Pour Enzo, 19 ans et étudiant en économie gestion, la politique est primordiale pour tout individu.« Même si on ne la pratique pas, il est de notre devoir de citoyen de s’intéresser à la politique, d’en discuter en famille, entre amis. Si on arrête de s’intéresser à la politique, on ne risque plus de rester dans une démocratie très longtemps. ». Tandis que d’autres comme Alizée, 19 ans et étudiante en techniques de commercialisation, accordent peu d’intérêt pour la politique, souvent éloignée de ses citoyens. « J’ai le sentiment qu’ils agissent pour leurs intérêts au final, le tout masqué par des propositions superflues pour faire croire à une proximité avec les citoyens. Parfois les partis, relayés par les médias, nous assomment avec leurs histoires personnelles, ce qui masque les réels problèmes de notre pays. »

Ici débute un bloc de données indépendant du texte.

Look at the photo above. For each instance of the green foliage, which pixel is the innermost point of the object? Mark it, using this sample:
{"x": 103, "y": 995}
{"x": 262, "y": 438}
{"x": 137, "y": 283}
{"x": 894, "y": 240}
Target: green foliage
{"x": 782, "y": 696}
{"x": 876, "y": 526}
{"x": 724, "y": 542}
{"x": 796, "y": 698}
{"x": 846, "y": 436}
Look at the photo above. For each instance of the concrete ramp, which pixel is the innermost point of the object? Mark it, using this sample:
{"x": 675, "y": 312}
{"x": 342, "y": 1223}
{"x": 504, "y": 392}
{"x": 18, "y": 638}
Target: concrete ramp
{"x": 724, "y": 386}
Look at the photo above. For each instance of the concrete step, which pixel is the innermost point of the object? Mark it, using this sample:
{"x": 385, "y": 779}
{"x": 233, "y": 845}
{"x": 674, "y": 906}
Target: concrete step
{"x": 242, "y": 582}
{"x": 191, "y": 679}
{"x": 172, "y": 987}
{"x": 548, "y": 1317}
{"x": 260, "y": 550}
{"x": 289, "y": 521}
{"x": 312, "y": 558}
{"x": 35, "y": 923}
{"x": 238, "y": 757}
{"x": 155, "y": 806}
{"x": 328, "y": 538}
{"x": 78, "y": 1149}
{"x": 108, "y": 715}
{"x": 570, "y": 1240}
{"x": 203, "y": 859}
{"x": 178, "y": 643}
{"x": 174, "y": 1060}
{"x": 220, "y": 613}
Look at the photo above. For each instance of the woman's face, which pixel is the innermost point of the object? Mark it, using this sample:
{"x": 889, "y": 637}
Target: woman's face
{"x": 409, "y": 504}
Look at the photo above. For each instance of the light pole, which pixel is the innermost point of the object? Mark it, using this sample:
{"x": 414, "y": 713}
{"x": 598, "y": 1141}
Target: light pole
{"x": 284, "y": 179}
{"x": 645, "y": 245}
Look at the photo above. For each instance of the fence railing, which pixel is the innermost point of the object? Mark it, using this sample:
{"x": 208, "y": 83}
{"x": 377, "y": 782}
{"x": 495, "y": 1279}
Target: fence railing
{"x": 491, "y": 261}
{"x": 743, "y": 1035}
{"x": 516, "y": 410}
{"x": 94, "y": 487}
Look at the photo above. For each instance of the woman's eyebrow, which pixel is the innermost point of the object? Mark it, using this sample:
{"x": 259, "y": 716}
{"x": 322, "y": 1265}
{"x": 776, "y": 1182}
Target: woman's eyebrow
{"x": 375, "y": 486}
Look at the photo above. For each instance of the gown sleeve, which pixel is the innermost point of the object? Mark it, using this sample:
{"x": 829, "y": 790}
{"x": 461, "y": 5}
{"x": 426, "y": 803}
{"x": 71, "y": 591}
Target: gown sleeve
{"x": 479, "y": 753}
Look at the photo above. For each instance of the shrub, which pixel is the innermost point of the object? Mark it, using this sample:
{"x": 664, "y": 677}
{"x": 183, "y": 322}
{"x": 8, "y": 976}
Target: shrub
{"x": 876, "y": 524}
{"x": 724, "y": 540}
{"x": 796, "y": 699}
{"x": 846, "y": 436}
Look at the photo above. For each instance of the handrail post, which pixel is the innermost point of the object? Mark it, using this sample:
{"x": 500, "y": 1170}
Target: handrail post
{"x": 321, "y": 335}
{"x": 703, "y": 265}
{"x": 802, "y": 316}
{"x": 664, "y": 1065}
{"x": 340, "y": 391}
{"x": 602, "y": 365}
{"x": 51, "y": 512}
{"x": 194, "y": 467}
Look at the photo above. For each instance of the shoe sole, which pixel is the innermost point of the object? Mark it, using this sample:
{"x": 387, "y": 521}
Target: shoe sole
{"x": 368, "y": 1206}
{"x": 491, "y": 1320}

Mélina Manthoulis, 20 ans, gère la fédération des jeunes socialistes du Tarn à côté de ses études d’Histoire. S’impliquer en politique est essentiel pour elle. « C’est inconcevable pour moi de voir des inégalités au quotidien et de rester immobile. Quand on s’engage en politique on se bat pour changer les choses et faire en sorte que la société avance un petit peu de notre vivant. Quand on milite pour une cause et qu’on en voit les répercussions c’est phénoménal. »
Voter, un acte devenu facultatif
Les jeunes se déplacent peu aux urnes ou seulement pour l’élection présidentielle. Le vote serait alors devenu un simple droit aujourd’hui alors qu’il était de l’ordre du devoir de tout bon citoyen autrefois. C’est ce qu’explique Pierre Bréchon, professeur de science politique à l’Institut d’études politiques de Grenoble, pour le journal Le Monde en février 2016. « Toute l’éducation, transmise aussi bien par l’école que par l’institution catholique, inculquait le sens du devoir électoral. Progressivement, cette culture a été remplacée par celle du vote conçu comme un droit, que l’on exerce si l’on estime avoir de bonnes raisons de le faire. »

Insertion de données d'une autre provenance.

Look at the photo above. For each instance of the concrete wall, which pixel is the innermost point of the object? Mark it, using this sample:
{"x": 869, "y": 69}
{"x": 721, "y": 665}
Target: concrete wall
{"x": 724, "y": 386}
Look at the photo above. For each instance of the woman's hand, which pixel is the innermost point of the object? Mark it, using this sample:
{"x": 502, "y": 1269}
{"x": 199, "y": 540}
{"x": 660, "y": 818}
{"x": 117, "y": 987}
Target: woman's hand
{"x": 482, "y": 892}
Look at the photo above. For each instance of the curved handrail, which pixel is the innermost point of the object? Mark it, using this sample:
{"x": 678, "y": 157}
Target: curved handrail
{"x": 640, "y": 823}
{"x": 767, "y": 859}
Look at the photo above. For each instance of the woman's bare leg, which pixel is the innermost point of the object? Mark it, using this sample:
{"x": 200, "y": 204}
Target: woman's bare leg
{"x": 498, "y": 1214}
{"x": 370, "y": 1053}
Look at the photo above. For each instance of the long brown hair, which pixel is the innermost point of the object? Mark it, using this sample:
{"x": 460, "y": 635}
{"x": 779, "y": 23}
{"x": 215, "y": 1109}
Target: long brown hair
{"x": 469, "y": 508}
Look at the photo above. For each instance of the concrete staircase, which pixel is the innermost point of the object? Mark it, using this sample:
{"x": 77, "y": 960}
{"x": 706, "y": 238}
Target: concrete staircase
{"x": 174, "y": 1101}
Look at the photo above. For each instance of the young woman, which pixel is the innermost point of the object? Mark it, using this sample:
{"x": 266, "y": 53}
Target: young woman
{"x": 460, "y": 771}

En France, les jeunes se déplacent principalement pour la présidentielle. Selon l’Insee, en avril 2012, 71 % des hommes et 74 % des femmes de 18-24 ans ont participé au premier tour, pour un taux de participation tous âges confondus d’environ 80 %. Pour toutes les élections intermédiaires à la présidentielle qui ont eu lieu depuis 2012, c’est la génération des 18-24 ans qui a enregistré le plus fort taux d’abstention. 64 % des 18-24 ans ne se sont pas déplacés aux urnes pour voter lors des régionales de 2015, contre 52 % de l’ensemble de l’électorat. Une abstention qui reste plus marquée chez les jeunes, comme le remarque Marie-Cécile Naves, politologue. « Majoritairement, les moins de 30 ans s’abstiennent aux élections. Il en va de même pour le nomadisme, voire la volatilité électorale (on donne alternativement son vote à la droite ou à la gauche). »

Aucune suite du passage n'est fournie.